Catching a Lying LLM
Pacchiardi et al. 2023. How to Catch an AI Liar: Lie Detection in Black-Box LLMs by Asking Unrelated Questions. https://arxiv.org/abs/2309.15840

Catching a Lying LLM

What is a lie? How is it different from telling untruths? Can LLMs tell a lie?

Telling lies requires both knowing the truths and still telling the untruths. An LLM hallucinating and stating falsehoods therefore is not the same as it telling lies, unless it knows the truths. But is it able to?

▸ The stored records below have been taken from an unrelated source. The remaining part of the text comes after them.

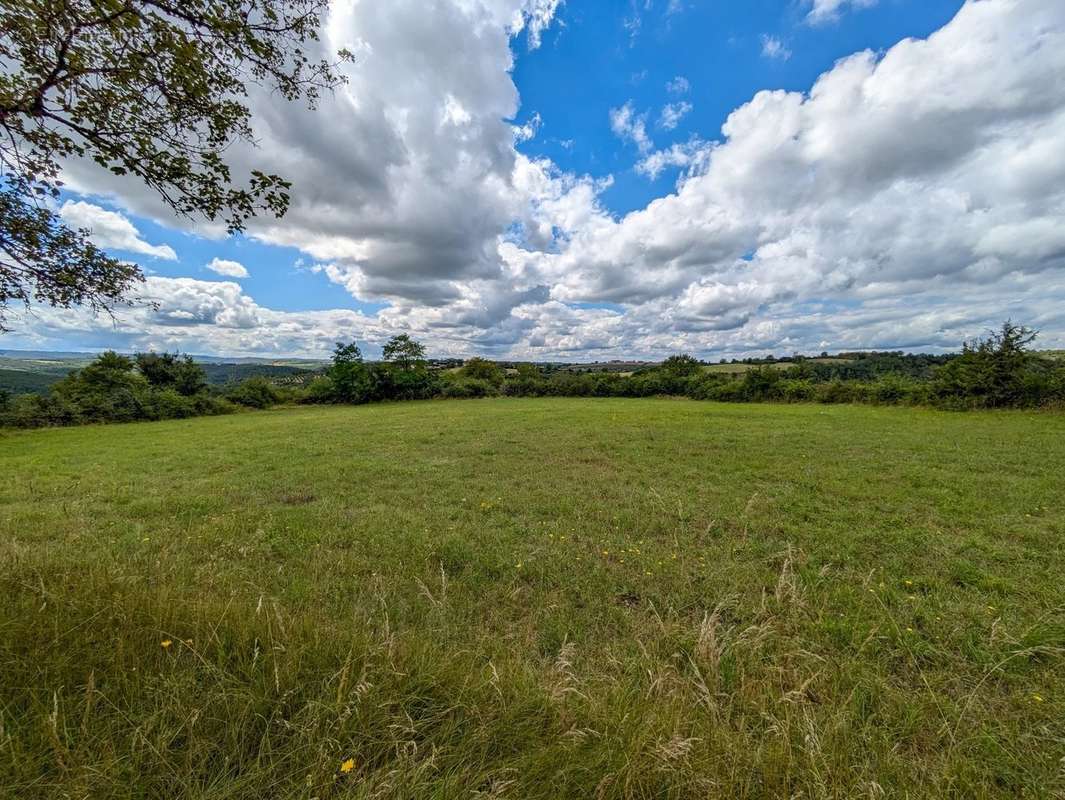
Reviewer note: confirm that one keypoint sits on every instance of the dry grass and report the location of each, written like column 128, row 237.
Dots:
column 536, row 599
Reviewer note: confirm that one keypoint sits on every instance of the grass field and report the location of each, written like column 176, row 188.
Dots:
column 536, row 599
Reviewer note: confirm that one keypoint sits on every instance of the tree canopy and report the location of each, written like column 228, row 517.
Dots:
column 156, row 90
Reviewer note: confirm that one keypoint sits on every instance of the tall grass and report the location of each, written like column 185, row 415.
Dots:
column 642, row 599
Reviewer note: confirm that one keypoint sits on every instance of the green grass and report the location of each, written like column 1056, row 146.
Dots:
column 536, row 599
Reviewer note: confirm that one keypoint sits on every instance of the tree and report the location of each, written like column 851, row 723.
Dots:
column 169, row 371
column 481, row 369
column 150, row 88
column 350, row 379
column 990, row 372
column 405, row 353
column 681, row 365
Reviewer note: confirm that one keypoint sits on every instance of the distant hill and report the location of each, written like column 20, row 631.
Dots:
column 22, row 372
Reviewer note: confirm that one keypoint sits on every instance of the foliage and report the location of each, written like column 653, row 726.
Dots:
column 150, row 386
column 44, row 261
column 169, row 371
column 257, row 392
column 348, row 375
column 996, row 372
column 993, row 372
column 480, row 369
column 156, row 90
column 405, row 353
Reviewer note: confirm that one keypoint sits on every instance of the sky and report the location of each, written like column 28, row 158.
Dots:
column 593, row 179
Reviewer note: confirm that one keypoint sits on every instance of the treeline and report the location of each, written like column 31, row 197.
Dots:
column 997, row 372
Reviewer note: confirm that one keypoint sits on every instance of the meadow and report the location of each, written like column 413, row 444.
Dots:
column 545, row 599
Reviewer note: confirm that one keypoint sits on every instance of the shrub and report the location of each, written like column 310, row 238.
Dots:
column 469, row 388
column 255, row 393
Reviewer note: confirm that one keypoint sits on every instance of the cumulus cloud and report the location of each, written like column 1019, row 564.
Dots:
column 537, row 16
column 678, row 85
column 227, row 267
column 672, row 114
column 829, row 11
column 691, row 156
column 530, row 129
column 111, row 230
column 774, row 48
column 631, row 127
column 910, row 198
column 897, row 174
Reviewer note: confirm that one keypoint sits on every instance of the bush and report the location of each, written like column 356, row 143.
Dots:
column 255, row 393
column 467, row 388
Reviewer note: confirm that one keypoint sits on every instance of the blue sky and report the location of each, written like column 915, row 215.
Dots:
column 552, row 180
column 597, row 58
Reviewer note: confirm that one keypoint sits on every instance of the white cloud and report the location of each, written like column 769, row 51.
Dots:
column 692, row 156
column 910, row 198
column 530, row 129
column 828, row 11
column 673, row 113
column 774, row 48
column 227, row 267
column 632, row 127
column 678, row 85
column 537, row 16
column 111, row 230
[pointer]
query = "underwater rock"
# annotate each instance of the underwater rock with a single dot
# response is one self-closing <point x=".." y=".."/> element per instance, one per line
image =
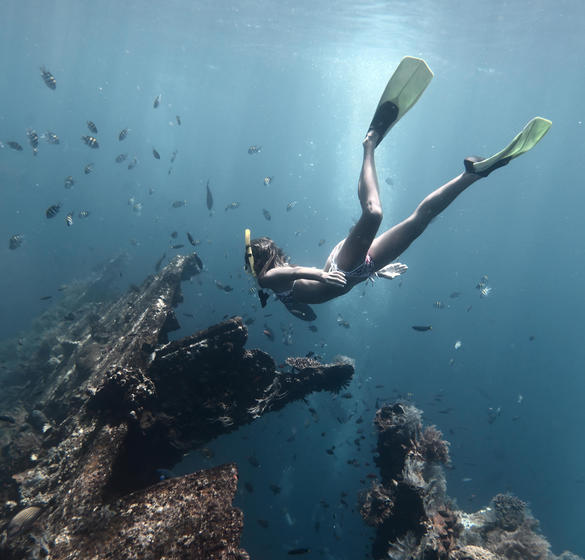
<point x="91" y="432"/>
<point x="413" y="515"/>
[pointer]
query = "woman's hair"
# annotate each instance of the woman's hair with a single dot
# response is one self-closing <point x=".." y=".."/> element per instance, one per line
<point x="267" y="255"/>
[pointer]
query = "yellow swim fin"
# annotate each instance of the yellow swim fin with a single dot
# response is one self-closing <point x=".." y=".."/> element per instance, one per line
<point x="404" y="88"/>
<point x="530" y="135"/>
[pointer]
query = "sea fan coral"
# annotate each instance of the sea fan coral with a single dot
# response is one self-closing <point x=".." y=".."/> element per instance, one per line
<point x="376" y="505"/>
<point x="510" y="511"/>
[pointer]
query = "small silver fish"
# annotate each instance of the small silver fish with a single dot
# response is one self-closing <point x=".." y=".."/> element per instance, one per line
<point x="52" y="210"/>
<point x="193" y="242"/>
<point x="15" y="241"/>
<point x="48" y="78"/>
<point x="23" y="520"/>
<point x="51" y="137"/>
<point x="91" y="141"/>
<point x="33" y="139"/>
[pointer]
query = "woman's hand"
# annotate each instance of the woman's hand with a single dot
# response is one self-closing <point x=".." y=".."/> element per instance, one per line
<point x="335" y="278"/>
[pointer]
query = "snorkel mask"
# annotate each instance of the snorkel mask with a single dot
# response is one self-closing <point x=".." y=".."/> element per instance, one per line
<point x="249" y="255"/>
<point x="250" y="266"/>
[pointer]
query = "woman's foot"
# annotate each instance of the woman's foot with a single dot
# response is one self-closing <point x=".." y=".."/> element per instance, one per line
<point x="385" y="117"/>
<point x="371" y="140"/>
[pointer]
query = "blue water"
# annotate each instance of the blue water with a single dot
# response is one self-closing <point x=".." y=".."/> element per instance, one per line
<point x="302" y="79"/>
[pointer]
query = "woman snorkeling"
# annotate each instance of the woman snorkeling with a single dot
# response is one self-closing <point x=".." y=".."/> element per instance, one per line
<point x="362" y="255"/>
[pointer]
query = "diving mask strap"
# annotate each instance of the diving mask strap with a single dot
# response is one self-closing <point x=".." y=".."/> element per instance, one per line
<point x="250" y="261"/>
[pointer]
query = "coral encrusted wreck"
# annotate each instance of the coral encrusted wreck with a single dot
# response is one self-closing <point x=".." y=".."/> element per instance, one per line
<point x="415" y="520"/>
<point x="104" y="400"/>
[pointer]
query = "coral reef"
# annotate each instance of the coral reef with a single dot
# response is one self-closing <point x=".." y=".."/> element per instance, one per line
<point x="103" y="400"/>
<point x="410" y="509"/>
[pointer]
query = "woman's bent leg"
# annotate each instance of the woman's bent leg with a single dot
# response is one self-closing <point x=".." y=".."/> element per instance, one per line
<point x="355" y="248"/>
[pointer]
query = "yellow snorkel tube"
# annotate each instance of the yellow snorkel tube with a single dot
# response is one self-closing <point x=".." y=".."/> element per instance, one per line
<point x="249" y="255"/>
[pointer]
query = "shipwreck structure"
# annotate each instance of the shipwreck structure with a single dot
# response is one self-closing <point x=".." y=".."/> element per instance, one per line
<point x="103" y="400"/>
<point x="413" y="515"/>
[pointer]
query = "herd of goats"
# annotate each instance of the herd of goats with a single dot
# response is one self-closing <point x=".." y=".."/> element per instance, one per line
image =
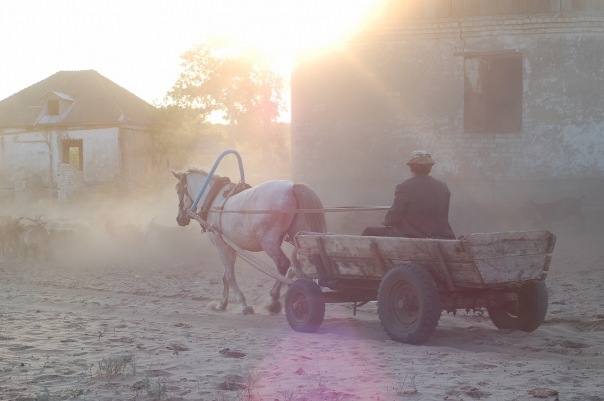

A recent paper thinks so. In [1] the authors illustrate how it is possible due to the imperfect decoding process (screenshot 1). Since autoregressive models predict the next word based on the previous, when given a partial generation “Pluto is the”, the word “smallest” is likely to be selected based on the training data. But once that error is made, there is no going back. The end result is that the false statement “Pluto is the smallest dwarf planet in our solar system” is generated even when the model knows it’s untrue post-generation. Crucially, the authors empirically prove the models know the truths by training a simple probing model using the hidden states of various layers to predict whether a statement is true or false. This model achieved reasonable accuracy in both the understanding task and in the generating task (screenshot 2 & 3).

Screenshot 1
Screenshot 2
Screenshot 3

But if we are able to catch a lying LLM in its act like the above, it’d only be an innocent liar: it lies only because it can’t help not to due to its technical deficiency. But what if an LLM intends to lie? Or rather, someone has instructed an LLM to lie? Can we still catch it in its act?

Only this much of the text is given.